Not for the best of reasons, but we are in the same breath as Barcelona, Spain and Kansas City, Missouri. It's about how the city is trying to stifle airbnb and Uber--the sharing economy.

The story on Time.com "7 Cities Where the Sharing Economy Is Freshly Under Attack" tells our story.

"As Uber, Lyft, and airbnb expand around the globe, even smaller cities like Grand Rapids are feeling forced to regulate sharing economy businesses.

Big cities such as San Francisco and New York have been confronting the unusual tax and regulatory conundrums posed by sharing economy businesses like Lyft, Uber, and Airbnb for years. Now it’s Grand Rapids’ turn."

Our little burg is one of the "seven hot spots" in the sharing economy.

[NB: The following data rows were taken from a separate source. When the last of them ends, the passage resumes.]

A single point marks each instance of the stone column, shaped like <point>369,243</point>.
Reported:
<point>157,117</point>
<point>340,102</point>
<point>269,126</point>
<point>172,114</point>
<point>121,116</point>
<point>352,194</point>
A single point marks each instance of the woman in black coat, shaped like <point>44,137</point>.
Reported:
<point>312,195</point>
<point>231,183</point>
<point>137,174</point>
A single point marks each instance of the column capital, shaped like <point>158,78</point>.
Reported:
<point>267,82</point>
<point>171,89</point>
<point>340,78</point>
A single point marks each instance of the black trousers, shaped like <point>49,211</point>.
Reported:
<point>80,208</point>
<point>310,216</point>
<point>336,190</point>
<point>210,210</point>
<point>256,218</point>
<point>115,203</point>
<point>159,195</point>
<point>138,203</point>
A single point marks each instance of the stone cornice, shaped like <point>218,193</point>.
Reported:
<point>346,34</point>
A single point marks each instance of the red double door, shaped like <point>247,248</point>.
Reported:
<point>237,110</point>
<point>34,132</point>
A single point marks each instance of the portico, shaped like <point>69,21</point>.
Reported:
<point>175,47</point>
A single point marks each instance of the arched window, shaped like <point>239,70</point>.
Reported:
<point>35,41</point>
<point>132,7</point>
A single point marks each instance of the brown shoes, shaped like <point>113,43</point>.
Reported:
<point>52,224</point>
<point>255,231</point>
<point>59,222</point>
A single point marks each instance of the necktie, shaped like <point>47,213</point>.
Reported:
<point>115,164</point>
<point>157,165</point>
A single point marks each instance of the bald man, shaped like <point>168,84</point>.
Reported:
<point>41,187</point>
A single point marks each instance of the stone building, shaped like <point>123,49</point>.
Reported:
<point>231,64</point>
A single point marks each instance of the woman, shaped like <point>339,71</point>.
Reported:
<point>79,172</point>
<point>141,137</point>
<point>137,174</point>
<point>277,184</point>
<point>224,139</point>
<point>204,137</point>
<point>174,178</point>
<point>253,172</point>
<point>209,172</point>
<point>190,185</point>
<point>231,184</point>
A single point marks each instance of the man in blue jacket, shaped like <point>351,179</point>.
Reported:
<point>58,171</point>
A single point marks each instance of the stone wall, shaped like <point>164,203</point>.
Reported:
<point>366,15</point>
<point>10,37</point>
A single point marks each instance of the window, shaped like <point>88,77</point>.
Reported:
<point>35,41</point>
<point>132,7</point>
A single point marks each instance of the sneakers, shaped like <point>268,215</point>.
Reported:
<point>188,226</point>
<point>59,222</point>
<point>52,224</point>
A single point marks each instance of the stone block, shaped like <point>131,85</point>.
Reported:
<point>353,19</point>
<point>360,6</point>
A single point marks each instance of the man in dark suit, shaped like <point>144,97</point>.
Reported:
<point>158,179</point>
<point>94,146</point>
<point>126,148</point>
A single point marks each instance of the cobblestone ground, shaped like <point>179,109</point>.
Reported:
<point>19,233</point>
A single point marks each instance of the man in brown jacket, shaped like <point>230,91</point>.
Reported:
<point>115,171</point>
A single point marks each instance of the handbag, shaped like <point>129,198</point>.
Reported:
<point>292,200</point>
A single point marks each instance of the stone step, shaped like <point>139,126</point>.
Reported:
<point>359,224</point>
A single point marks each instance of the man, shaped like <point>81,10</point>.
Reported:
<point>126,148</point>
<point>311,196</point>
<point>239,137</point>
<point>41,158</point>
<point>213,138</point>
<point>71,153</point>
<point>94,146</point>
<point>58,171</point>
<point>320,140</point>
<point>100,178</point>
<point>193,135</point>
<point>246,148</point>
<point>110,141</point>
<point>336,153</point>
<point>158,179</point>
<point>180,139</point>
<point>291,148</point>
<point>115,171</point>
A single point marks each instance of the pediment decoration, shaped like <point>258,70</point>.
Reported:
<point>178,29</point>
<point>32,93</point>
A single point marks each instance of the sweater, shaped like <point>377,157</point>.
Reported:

"Strict new regulations are being proposed for owners who want to rent rooms via airbnb or other short-term services. If accepted, a homeowner would have to pay $291 for a license, the home must be owner-occupied in order to advertise room rentals (i.e., no vacation rentals), and only one room in the home can be rented at a time. Also, the city would grant no more than 200 licenses, and owners would have to notify all neighbors within 300 feet of the property about the rental situation. As tough as these rules seem, they could have been worse: A year ago, Grand Rapids was suggesting that homeowners would have to pay $2,000 for a license to advertise and rent via airbnb."

The debate rages on. Should Grand Rapids embrace these new business models, or should we stick to our old guns and keep them out? Tell me what you think!